Tiba-tiba Romili membisikkan sesuatu di telinganya, wanita itu mengangguk
seraya melepaskan senyum setuju.
*
Tepat di malam tahun baru angkringan Romi lebih ramai dari malam-malam
biasanya. Kebetulan ada promo seru yang sedang berlangsung di sana. Bayar makan
minimal 50ribu akan mendapatkan kalender gratis dari si pemiliknya. Romi
memborong kalender 2023 yang dijual Taji.

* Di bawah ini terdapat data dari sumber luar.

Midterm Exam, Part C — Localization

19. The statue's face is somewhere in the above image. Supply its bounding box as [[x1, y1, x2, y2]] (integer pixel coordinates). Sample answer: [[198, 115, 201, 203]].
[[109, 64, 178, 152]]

Hampir 100 bundel kalender sudah dibawa pulang oleh para pembeli yang
mendapatkan promonya. Romi berniat ingin memberi promo lain untuk para
pelanggannnya di tahun depan dan tetap melibatkan Taji. Namun malam itu, saat
Romili dan istrinya sedang membereskan peralatan jualannya, Taji muncul di depan
rukonya.
“Om Romi, Taji mau pamit,”
“Loh, mau ke mana?” Romi bangkit dari posisi jongkoknya dan membasuh
tangannya yang penuh sabun.
“Besok Taji mau pulang ke kampung ibu, Taji punya adik perempuan di sana,
selama ini dijaga sama bulik. Taji juga diminta melanjutkan sekolah di kampung
saja. Ini Taji punya 1 kalender lagi buat Om Romi.”
Tangan kecil Taji menyerahkan 1 bundel kalender, Romili menerimanya
dengan mata berkaca-kaca. Kemudian membiarkan anak laki-laki tangguh itu hilang
dari pandangannya
Sampai di rumah, Romi membuka kalender yang diberikan Taji. Berbeda dengan
kalender yang diberikan pada para pelanggannya. Kalender ini ada karikatur Romi
dan istrinya disertai ucapan terima kasih. Bersama suara petasan di malam tahun
baru ini, tangis Romi kembali jatuh lagi.